Guardrails beat guidelines. The constraints that hold are built into the system, not written in a PDF. True for clients, true for AI.

Trust is earned in stages. Everything autonomous we run started read-only and graduated as we verified its judgment. We'd give anyone the same advice: start where mistakes are cheap, verify, then widen the leash.

Questions we'd expect you to ask.

Is our work being fed into AI models?

No. Client work lives in private repositories, and we use AI tools under terms that keep your data out of model training. Your materials aren't used to train anything, ours or anyone else's.

Who actually writes the code?

AI drafts most of it. A person reviews every change before it ships, and automated checks run before the person does. Nothing merges on the machine's say-so.

Who owns what's produced?

You do, same as always. The deliverable is a repository you can own outright, and AI involvement doesn't change how we handle IP.

Does this make projects cheaper or just faster?

Mostly it changes where the effort goes. Production hours shrink, and the time shifts to judgment: deciding, reviewing, testing with real people. The practical difference you'll feel is more iterations and working software earlier in the engagement.

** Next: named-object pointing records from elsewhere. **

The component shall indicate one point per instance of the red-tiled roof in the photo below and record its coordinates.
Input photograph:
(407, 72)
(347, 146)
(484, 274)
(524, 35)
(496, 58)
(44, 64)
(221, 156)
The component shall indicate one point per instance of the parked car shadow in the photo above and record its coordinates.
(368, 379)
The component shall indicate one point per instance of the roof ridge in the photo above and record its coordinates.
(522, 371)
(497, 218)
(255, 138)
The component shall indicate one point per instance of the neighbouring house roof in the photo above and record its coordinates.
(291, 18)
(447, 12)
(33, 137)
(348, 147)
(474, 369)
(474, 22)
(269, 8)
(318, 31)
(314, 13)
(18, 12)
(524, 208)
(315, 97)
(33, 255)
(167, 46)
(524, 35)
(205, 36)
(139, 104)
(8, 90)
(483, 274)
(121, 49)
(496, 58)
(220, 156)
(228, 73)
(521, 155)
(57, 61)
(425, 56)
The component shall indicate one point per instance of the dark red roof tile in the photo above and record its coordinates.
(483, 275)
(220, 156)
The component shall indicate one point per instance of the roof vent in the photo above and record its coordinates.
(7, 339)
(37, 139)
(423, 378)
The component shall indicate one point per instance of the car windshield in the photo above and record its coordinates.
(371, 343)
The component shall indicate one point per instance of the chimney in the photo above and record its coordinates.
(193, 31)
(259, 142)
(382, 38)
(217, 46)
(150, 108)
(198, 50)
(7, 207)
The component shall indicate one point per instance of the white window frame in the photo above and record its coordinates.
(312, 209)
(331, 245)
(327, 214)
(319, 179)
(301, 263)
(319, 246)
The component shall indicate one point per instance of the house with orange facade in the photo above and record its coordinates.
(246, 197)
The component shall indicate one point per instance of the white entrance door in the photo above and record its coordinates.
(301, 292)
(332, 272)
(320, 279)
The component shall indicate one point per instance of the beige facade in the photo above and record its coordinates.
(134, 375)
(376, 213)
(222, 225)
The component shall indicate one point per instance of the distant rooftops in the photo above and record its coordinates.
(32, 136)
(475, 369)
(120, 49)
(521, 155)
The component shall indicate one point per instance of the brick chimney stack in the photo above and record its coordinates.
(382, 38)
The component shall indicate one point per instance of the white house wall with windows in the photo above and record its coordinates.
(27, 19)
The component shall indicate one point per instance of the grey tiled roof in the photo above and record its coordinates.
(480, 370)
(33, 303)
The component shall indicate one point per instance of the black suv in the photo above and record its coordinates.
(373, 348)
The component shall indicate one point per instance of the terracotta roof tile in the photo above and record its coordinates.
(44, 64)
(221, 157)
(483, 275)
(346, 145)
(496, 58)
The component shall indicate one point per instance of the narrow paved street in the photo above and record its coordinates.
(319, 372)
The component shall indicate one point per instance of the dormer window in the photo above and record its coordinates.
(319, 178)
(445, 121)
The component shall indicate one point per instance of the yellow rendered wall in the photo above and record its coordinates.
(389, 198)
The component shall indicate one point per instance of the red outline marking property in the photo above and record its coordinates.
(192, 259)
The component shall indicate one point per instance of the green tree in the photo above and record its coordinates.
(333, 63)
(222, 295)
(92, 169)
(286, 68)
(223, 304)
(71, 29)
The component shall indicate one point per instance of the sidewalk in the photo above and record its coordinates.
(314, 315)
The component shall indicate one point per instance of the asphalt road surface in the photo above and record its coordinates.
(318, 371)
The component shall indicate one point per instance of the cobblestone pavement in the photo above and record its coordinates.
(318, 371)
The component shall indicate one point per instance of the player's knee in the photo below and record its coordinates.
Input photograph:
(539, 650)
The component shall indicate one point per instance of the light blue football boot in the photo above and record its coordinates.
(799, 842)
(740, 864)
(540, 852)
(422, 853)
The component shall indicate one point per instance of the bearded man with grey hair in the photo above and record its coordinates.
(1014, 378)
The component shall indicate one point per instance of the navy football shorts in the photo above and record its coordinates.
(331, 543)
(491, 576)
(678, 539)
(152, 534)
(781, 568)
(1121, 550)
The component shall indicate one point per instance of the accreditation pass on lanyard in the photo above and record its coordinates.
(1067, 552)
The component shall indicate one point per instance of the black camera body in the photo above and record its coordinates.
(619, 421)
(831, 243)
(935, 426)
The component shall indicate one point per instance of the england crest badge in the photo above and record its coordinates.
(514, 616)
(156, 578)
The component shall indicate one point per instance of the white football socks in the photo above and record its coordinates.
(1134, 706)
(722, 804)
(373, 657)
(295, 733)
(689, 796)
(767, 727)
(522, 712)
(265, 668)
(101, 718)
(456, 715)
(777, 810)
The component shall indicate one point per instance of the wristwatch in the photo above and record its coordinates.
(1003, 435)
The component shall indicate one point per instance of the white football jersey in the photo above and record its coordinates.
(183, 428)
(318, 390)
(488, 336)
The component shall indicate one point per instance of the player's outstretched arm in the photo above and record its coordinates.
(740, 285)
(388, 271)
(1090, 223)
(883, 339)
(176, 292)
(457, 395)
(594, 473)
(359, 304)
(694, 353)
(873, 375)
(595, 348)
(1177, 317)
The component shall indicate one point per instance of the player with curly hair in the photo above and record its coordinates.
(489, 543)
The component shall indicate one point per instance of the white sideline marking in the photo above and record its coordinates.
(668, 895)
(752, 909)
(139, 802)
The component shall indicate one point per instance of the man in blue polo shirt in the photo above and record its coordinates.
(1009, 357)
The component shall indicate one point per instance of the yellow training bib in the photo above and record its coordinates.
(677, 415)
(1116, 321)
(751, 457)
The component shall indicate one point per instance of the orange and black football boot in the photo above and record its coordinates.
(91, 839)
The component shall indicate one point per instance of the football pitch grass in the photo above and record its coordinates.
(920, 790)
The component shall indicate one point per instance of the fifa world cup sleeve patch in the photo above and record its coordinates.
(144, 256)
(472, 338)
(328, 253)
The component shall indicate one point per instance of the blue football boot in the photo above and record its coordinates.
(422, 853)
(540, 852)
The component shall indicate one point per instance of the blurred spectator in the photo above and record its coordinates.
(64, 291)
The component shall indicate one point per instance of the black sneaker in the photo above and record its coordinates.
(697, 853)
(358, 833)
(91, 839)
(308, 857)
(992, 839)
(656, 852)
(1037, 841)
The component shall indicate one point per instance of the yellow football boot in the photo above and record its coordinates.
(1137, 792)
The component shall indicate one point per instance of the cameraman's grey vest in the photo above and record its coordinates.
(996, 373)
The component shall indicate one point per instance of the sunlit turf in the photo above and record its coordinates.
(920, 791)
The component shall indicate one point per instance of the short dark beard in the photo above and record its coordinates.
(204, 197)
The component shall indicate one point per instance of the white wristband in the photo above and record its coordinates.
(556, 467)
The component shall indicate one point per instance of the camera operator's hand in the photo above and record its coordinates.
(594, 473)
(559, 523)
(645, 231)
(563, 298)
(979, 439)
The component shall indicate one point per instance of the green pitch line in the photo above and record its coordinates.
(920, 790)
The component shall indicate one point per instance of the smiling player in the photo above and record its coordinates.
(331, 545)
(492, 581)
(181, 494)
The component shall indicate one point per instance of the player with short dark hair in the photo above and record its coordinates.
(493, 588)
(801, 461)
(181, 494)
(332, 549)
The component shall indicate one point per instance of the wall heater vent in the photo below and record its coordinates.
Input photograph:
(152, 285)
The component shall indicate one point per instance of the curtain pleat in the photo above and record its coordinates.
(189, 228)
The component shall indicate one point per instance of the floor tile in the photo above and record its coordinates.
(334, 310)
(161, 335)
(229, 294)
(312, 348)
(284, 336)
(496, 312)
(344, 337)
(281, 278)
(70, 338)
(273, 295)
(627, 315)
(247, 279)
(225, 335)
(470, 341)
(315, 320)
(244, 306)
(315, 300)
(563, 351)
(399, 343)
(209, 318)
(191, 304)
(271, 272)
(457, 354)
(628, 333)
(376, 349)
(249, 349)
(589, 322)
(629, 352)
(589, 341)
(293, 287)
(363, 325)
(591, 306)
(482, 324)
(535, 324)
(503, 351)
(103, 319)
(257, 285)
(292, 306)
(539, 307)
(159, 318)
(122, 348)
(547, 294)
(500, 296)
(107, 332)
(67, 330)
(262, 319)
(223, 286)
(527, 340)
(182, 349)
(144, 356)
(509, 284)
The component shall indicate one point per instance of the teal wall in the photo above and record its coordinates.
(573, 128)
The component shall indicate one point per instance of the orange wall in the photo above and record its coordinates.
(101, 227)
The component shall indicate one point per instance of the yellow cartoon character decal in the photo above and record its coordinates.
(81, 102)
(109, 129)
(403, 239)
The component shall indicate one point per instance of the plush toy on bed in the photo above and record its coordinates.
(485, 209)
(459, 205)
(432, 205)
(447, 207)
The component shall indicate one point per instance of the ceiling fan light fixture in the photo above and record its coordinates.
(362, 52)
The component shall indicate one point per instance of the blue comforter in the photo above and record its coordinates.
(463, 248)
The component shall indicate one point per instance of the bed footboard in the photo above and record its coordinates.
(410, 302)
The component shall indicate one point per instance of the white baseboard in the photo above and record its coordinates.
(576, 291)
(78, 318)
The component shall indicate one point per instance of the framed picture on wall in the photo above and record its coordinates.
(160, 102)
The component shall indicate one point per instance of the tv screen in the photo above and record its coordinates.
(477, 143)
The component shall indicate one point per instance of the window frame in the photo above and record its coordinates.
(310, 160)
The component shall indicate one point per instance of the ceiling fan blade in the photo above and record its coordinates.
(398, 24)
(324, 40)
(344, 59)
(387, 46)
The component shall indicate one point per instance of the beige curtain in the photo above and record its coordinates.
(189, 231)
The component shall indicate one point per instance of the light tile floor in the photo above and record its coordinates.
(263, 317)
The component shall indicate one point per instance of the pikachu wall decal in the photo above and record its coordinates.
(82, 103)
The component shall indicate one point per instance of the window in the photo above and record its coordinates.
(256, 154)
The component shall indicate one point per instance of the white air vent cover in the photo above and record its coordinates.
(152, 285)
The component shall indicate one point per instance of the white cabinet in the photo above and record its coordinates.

What happens when the AI gets it wrong?

It does, regularly. That's priced into the process. Review catches it the way review has always caught mistakes, and anything autonomous starts read-only and earns trust before it can act.

Are your designers replacing engineers?

No. They've learned to ship, which changes what a small team can carry, but complex systems still call for engineering partners. We work in their world now (GitHub, pull requests, previews), which makes that collaboration easier, not rarer.

Is our project one of your experiments?

No. Labs experiments happen on our own products first. Trivia and Sites. What reaches client work is the part that's already survived us using it. The AI mixologist we designed for a national spirits brand is what that looks like in practice.

What tools are you actually using?

Figma for design. Claude and coding agents for the build. GitHub for everything in flight, and automated pipelines for testing and deploys. The stack is deliberately boring so the work can be interesting.